August 1, 2024 by Donald Papp 15 Comments

Here’s a short research paper from 2013 that explains how to create “hydroglyphics”, or writing with selecting surface wetting. In it, an apparently normal-looking petri dish is treated so as to reveal a message when wetted with water vapor. The contrast between hydrophobic and hydrophilic surfaces, which is not visible to the naked eye, becomes visible when misted with water. All it took was a mask, and a little treatment with a modified Tesla coil.

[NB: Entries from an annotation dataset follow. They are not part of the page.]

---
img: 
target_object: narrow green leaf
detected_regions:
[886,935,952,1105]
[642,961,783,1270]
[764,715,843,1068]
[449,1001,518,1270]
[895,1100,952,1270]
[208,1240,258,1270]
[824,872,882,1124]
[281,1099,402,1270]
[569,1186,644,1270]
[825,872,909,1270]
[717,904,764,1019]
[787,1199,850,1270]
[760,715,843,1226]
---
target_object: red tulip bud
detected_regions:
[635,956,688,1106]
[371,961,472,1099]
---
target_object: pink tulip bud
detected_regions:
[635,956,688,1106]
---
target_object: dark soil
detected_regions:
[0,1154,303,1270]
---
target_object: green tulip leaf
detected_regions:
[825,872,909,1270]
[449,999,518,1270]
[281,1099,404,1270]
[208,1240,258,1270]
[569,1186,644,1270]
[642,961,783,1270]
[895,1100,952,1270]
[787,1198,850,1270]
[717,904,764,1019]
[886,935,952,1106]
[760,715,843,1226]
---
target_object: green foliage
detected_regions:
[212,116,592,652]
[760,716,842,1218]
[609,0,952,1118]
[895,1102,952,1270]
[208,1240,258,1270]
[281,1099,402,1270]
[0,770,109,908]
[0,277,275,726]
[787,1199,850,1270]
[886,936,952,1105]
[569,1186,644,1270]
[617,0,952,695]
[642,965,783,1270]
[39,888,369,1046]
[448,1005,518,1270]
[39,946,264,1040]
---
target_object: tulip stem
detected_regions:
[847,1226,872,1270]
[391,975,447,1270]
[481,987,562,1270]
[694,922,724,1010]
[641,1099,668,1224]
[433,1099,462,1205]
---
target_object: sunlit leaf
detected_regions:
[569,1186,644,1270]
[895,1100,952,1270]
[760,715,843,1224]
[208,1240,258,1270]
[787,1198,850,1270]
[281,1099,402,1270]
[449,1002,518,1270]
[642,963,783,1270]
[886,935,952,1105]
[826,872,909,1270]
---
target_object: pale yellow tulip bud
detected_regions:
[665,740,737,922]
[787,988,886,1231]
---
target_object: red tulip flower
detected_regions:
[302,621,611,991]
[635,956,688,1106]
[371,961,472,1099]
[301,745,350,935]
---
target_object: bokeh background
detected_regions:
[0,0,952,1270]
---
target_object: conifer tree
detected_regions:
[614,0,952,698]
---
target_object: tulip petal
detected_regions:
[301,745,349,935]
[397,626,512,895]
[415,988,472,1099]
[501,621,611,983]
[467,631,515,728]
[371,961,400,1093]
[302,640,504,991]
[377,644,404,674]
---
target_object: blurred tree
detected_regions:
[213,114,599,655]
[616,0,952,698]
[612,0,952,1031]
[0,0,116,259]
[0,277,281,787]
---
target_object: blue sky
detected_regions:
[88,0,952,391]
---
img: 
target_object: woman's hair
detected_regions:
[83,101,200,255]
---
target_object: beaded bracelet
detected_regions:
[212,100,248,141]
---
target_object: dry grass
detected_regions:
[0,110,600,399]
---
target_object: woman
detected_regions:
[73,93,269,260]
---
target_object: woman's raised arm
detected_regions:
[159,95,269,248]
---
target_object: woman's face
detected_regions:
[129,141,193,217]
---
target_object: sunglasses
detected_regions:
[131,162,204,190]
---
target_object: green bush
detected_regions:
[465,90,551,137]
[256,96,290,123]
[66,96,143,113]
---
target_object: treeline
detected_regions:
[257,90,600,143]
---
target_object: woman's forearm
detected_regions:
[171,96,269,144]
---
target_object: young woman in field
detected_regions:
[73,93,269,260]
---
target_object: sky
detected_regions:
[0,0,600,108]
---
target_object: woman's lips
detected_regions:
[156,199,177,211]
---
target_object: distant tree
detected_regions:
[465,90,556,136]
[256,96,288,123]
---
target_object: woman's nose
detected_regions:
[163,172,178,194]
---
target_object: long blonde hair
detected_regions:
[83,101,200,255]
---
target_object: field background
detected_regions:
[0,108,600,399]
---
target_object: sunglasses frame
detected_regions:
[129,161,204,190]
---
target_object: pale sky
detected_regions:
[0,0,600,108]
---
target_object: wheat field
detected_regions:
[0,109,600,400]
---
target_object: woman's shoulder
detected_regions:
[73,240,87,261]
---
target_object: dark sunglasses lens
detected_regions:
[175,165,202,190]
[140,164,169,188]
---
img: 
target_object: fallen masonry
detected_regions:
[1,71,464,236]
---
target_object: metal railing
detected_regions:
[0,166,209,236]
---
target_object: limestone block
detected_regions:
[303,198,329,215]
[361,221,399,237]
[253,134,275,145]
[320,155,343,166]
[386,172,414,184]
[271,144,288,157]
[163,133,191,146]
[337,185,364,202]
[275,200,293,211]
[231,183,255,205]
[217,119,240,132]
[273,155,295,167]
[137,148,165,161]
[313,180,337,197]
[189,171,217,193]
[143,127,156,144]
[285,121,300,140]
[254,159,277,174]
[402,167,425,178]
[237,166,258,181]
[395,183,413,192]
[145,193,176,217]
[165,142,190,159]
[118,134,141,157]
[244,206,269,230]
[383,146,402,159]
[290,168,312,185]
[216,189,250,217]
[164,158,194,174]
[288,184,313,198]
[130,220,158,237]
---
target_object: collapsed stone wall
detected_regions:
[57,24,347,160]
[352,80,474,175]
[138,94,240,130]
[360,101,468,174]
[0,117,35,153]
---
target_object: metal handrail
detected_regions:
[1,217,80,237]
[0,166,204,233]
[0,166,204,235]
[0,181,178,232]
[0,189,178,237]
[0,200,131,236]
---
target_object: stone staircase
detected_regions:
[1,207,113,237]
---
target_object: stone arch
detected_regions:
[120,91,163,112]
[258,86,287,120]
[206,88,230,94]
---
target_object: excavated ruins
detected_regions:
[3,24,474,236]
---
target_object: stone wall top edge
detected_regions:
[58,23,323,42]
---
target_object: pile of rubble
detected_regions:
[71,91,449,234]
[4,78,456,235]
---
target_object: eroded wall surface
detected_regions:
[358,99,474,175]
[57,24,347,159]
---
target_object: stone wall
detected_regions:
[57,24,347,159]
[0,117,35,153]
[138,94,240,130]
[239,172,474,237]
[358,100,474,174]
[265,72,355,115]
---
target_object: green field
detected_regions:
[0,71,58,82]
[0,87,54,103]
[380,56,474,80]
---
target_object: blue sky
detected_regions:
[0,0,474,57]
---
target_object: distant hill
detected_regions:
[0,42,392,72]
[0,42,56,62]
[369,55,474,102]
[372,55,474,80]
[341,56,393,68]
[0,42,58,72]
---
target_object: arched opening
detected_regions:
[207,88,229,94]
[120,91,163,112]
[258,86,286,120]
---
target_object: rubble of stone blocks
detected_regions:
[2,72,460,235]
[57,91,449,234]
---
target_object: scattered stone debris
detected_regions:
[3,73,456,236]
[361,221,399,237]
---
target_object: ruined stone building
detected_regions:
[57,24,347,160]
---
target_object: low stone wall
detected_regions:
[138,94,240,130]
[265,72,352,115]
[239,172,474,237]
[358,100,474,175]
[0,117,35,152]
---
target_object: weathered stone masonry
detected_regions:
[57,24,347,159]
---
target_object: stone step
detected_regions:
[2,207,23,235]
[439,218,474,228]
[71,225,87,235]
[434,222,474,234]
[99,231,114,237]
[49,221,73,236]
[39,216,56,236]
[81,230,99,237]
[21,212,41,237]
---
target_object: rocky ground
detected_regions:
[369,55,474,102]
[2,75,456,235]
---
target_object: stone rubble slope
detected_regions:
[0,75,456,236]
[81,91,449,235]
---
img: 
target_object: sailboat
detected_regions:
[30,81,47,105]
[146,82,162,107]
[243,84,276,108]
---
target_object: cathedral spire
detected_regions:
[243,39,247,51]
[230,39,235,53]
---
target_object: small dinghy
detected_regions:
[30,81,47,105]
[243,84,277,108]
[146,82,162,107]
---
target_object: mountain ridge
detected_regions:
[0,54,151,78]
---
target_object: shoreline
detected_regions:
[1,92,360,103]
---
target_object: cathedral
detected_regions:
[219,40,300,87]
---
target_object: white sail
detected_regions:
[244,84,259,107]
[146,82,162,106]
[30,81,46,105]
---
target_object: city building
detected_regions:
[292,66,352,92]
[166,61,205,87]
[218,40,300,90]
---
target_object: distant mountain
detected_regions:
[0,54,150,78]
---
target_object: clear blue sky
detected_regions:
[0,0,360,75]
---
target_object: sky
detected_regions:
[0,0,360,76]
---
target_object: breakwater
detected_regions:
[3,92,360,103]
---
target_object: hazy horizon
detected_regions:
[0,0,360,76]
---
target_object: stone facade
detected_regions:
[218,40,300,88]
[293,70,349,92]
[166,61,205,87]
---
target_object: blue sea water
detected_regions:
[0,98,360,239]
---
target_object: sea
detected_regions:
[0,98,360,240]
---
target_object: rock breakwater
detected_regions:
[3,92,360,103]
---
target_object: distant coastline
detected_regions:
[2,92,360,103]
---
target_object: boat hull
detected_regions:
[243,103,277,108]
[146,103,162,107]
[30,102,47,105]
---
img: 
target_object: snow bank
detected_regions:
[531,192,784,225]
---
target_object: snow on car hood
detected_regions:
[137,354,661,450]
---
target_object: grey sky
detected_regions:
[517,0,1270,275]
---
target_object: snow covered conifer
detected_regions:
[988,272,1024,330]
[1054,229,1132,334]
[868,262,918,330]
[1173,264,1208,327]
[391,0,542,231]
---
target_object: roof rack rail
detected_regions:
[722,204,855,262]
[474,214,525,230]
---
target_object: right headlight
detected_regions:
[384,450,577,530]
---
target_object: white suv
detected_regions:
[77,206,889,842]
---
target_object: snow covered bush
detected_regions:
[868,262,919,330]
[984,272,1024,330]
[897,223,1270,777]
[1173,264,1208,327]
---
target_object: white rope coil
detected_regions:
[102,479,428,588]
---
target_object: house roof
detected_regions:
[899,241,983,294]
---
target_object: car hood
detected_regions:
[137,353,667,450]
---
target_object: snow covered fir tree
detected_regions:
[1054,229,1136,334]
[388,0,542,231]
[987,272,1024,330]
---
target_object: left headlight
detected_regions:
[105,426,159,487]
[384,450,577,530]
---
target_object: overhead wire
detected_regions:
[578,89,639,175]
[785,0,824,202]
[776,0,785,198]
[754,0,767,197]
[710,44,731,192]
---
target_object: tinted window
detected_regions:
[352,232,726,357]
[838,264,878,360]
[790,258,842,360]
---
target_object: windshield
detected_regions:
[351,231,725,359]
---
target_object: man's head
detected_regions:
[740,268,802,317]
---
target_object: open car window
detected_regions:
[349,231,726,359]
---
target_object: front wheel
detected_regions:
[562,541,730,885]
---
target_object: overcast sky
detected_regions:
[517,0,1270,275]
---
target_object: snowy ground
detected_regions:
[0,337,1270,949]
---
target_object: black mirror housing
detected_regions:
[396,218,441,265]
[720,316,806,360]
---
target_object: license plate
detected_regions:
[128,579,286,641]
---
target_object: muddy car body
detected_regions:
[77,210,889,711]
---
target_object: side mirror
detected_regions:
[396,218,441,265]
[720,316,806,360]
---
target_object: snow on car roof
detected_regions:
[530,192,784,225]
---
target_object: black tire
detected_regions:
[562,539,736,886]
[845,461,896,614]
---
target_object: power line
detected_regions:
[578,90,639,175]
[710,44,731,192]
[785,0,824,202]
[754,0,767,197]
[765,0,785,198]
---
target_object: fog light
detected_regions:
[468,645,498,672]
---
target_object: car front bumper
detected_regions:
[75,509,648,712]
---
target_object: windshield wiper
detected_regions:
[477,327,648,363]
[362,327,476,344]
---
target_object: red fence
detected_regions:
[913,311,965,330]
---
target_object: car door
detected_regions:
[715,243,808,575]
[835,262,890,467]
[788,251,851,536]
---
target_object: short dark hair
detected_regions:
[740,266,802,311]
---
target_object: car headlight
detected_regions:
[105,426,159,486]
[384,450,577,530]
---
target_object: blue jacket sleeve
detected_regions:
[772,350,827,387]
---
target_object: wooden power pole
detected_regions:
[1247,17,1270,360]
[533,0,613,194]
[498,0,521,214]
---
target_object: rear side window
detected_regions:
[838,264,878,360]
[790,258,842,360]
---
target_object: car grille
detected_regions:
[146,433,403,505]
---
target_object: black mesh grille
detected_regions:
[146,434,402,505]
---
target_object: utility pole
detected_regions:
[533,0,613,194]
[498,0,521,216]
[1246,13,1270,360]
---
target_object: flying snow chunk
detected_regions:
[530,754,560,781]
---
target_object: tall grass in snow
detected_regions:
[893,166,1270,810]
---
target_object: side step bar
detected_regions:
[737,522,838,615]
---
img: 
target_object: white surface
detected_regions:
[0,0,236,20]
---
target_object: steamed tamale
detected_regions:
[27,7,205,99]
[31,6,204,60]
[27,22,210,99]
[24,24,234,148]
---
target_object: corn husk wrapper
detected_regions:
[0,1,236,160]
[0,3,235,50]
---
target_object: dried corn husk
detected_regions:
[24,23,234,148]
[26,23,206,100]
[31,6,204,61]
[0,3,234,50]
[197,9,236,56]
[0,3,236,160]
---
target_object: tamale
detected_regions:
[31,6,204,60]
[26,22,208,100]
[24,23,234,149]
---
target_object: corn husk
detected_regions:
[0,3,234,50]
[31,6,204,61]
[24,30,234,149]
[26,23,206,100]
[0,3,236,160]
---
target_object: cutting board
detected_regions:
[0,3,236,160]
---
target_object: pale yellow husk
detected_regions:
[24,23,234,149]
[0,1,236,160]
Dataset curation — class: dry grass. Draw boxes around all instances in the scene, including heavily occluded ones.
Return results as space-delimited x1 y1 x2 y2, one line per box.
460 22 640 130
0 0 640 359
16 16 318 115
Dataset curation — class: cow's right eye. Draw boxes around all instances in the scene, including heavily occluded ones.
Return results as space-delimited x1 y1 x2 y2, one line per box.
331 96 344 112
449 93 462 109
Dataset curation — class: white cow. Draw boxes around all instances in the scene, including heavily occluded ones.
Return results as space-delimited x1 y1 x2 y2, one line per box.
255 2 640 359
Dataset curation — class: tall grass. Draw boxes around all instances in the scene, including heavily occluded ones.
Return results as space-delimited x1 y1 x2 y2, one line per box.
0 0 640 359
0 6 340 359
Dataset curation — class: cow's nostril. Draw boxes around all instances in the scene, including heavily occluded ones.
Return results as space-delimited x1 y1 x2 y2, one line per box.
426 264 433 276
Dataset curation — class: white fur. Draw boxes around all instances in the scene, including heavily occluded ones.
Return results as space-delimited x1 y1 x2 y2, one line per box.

Plastics tend to be hydrophobic, meaning their surface repels water. These plastics also tend to be non-receptive to things like inks and adhesives. However, there is an industrial process called corona treatment (invented by Verner Eisby in 1951) that changes the surface energy of materials like plastics, rendering them more receptive to inks, coatings, and adhesives. Eisby’s company Vetaphone still exists today, and has a page describing the process.

What’s this got to do with the petri dishes and their secret messages? The process is essentially the same. By using a Tesla coil modified with a metal wire mesh, the surface of the petri dish is exposed to the coil’s discharge, altering its surface energy and rendering it hydrophilic. By selectively blocking the discharge with a nonconductive mask made from a foam sticker, the masked area remains hydrophobic. Mist the surface with water, and the design becomes visible.

The effects of corona treatment decay over time, but we think this is exactly the sort of thing that is worth keeping in mind just in case it ever comes in useful. Compact Tesla coils are fairly easy to get a hold of nowadays, but it’s also possible to make your own.